Moreover, far from wishing to infiltrate and remodel Quakers, I want merely to join in fellowship with other Friends. I find myself, at least, with no need to incorporate elements of Pagan worship into my practice as a Quaker; rather, I tend to carry with me my Quaker practices into Pagan venues when I am there, creating opportunities for my Pagan community to worship in the manner of Friends at festivals I attend.

I'm not claiming to speak for other Pagans drawn to Quaker practice and community, because we're at least as diverse a bunch as Quakers generally. But I will say that I personally am actively working to learn and master Quaker disciplines of community life, and, if I do not find it natural to couch my spiritual understandings in Christian language, to be open to hearing you speak your understandings in that language.

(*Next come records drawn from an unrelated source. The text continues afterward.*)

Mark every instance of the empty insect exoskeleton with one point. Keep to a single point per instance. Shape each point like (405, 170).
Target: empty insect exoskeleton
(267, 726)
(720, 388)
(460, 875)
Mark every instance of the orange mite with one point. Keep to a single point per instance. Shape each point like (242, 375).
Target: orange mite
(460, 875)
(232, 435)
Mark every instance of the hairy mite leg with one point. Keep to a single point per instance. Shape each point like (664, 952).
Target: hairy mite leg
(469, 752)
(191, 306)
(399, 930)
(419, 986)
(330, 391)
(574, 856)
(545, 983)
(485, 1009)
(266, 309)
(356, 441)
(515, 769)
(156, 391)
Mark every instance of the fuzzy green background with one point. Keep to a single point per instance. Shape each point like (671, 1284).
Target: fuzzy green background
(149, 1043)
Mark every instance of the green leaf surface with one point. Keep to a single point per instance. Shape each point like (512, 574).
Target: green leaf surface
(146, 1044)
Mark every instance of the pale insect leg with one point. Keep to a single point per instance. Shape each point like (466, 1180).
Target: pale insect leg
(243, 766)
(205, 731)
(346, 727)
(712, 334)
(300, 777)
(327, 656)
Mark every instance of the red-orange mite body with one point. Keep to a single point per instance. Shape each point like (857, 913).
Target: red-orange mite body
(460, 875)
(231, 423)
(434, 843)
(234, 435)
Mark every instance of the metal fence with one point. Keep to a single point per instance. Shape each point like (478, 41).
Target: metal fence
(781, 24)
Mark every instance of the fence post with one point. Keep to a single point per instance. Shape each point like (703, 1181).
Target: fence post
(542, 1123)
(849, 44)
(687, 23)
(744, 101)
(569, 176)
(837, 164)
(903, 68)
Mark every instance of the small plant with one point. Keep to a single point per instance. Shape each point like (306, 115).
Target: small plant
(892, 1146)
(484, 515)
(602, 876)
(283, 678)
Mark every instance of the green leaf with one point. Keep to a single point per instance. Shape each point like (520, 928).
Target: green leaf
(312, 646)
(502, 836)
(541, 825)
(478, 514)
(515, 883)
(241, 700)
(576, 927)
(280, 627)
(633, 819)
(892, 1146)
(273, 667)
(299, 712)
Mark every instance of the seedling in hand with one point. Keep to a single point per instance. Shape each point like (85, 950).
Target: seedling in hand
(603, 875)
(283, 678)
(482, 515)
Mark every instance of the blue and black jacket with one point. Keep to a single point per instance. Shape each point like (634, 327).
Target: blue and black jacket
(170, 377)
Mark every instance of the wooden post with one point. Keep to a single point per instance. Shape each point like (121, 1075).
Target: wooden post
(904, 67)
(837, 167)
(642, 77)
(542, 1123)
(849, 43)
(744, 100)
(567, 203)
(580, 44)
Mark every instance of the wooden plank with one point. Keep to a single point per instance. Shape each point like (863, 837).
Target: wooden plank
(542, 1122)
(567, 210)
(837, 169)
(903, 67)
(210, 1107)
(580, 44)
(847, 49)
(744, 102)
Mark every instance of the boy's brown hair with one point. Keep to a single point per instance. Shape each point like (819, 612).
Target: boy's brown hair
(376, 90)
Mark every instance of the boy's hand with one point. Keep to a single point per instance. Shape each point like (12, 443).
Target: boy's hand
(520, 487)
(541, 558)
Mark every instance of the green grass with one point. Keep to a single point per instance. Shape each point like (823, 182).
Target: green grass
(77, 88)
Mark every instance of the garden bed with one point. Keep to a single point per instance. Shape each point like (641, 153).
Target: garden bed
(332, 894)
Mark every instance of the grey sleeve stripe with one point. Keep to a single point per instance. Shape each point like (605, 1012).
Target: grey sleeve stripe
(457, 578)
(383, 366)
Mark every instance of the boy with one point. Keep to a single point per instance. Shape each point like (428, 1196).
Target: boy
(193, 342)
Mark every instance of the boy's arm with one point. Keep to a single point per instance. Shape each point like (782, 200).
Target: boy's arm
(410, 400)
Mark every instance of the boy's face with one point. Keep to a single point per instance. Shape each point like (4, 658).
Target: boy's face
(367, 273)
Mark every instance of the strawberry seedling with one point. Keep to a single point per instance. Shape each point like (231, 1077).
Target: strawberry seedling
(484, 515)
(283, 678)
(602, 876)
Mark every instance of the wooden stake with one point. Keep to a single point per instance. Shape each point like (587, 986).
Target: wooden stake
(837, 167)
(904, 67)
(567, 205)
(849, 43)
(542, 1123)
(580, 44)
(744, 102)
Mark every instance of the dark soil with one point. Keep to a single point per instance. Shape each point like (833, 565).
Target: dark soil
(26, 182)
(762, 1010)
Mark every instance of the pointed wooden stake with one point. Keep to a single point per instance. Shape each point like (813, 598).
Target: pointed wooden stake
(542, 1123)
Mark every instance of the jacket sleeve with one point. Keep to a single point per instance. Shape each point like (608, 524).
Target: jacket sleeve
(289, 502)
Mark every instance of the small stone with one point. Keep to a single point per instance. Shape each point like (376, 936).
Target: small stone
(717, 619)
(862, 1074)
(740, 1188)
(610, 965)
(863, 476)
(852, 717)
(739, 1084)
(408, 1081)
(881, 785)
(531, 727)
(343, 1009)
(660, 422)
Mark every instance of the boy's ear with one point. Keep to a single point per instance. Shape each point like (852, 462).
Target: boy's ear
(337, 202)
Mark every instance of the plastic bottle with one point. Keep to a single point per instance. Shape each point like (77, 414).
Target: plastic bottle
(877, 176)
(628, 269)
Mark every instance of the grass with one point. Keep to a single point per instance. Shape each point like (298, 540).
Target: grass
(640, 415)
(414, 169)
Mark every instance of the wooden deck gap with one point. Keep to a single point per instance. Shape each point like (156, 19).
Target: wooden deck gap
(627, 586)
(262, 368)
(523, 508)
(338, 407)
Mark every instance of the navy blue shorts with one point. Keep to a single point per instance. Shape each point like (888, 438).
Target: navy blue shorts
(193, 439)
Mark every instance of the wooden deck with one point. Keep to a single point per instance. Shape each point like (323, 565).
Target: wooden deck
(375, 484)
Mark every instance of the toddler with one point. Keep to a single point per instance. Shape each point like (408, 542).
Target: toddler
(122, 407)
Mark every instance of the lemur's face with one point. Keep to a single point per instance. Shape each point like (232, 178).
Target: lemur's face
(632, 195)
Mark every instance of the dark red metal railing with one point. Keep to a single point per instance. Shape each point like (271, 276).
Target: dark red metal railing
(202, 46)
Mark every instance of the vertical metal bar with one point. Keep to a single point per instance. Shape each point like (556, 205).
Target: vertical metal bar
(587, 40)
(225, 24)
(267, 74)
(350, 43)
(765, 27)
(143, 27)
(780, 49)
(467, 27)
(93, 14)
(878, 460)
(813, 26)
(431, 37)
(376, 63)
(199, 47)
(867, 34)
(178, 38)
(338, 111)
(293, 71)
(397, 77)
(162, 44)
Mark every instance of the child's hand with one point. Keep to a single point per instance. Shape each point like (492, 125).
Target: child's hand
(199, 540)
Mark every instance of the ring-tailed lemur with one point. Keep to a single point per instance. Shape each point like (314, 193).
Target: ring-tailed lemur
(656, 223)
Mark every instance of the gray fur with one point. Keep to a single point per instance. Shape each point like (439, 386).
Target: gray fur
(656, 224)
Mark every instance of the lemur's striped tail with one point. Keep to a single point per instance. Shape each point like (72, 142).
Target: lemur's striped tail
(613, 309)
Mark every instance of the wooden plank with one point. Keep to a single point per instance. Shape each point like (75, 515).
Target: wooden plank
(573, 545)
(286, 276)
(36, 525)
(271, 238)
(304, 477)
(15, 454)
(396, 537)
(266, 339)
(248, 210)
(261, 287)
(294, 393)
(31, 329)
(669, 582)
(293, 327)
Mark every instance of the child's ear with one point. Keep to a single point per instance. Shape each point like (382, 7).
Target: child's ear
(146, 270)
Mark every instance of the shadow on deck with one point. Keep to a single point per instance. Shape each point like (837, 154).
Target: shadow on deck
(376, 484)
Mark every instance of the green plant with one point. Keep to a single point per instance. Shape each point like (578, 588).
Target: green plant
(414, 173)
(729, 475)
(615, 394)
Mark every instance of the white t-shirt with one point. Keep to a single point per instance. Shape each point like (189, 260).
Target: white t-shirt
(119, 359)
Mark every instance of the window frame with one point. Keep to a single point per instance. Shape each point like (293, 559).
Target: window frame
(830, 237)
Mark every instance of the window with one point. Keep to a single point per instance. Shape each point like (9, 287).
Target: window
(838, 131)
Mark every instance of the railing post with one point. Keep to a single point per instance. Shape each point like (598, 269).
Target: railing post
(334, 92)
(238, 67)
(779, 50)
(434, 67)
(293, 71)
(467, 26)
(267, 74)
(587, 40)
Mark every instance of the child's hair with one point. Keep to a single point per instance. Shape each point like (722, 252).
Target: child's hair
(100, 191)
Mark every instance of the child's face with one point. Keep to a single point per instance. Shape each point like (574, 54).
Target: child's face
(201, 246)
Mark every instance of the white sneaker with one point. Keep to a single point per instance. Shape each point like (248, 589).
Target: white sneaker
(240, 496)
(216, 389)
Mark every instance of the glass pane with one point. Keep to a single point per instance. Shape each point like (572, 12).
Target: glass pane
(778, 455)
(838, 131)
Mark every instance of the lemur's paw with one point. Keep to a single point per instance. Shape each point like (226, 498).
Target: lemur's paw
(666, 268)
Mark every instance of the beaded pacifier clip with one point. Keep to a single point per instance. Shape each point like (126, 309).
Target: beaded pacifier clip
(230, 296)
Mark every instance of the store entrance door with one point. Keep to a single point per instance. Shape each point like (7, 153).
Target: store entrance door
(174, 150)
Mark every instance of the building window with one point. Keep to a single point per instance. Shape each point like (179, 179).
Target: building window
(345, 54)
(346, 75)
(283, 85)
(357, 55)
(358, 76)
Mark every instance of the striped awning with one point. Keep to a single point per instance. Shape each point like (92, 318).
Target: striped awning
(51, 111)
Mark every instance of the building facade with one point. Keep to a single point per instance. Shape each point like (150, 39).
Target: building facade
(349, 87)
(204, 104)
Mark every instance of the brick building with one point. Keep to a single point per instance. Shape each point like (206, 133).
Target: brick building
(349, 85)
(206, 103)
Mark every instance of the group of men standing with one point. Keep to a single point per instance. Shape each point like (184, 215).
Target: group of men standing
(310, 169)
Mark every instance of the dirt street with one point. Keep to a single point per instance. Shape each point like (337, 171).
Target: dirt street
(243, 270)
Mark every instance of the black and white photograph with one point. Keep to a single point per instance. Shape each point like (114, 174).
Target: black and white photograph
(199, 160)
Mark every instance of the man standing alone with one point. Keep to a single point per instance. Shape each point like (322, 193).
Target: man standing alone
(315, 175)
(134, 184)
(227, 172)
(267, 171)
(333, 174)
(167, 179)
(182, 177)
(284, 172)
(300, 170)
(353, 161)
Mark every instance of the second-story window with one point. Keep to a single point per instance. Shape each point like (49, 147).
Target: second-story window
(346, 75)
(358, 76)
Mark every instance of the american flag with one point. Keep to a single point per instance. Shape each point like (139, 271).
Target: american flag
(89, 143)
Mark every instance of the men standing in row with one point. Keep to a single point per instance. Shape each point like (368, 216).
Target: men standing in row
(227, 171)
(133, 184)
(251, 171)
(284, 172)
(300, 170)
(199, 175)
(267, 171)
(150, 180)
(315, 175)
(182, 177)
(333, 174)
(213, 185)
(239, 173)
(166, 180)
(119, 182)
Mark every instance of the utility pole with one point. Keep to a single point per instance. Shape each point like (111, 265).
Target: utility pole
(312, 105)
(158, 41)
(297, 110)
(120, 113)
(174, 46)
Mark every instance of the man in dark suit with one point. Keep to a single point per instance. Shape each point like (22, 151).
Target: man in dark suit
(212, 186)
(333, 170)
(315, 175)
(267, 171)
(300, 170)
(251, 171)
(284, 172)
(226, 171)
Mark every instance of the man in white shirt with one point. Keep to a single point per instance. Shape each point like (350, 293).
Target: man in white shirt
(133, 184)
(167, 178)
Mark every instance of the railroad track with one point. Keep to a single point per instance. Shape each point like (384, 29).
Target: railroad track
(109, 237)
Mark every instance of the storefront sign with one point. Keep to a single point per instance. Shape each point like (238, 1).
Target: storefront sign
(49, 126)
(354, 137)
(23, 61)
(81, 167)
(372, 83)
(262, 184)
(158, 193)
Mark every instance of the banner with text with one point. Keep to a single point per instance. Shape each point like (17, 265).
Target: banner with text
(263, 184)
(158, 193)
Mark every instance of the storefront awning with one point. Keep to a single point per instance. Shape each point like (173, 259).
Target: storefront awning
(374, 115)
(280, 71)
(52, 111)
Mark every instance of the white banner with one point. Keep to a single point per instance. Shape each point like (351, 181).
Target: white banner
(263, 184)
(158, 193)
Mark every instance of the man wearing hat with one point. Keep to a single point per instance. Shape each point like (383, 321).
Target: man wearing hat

I do not ask my Quaker community to adapt to my presence. If my presence changes my community, I am doing all I can to ensure that those changes are in accord with the wishes of Spirit, not my personal desires and intentions.

Does that clarify anything? Hope so.

Blessed be.

Pitch313 said...

As a practicing polytheist Pagan, I try to be careful about the personalities and names of deities that I encounter or choose to work with or ask/accept guidance from.

The sum of my experience is that deities are not all the same, and that their possible ultimate identity in the unknowable one does nothing to alter this situation. Different deities are different, and they treat us humans differently.

Because I have few links to Christianity, I find that I rarely use terms like "God"--carrying any Biblical connotations--in my own practice. The deity associated with Christianity (if I may say it this way) that I have that most affinty with is Mary. So maybe when I talk about Goddess, I'm doing what you're talking about as you say God.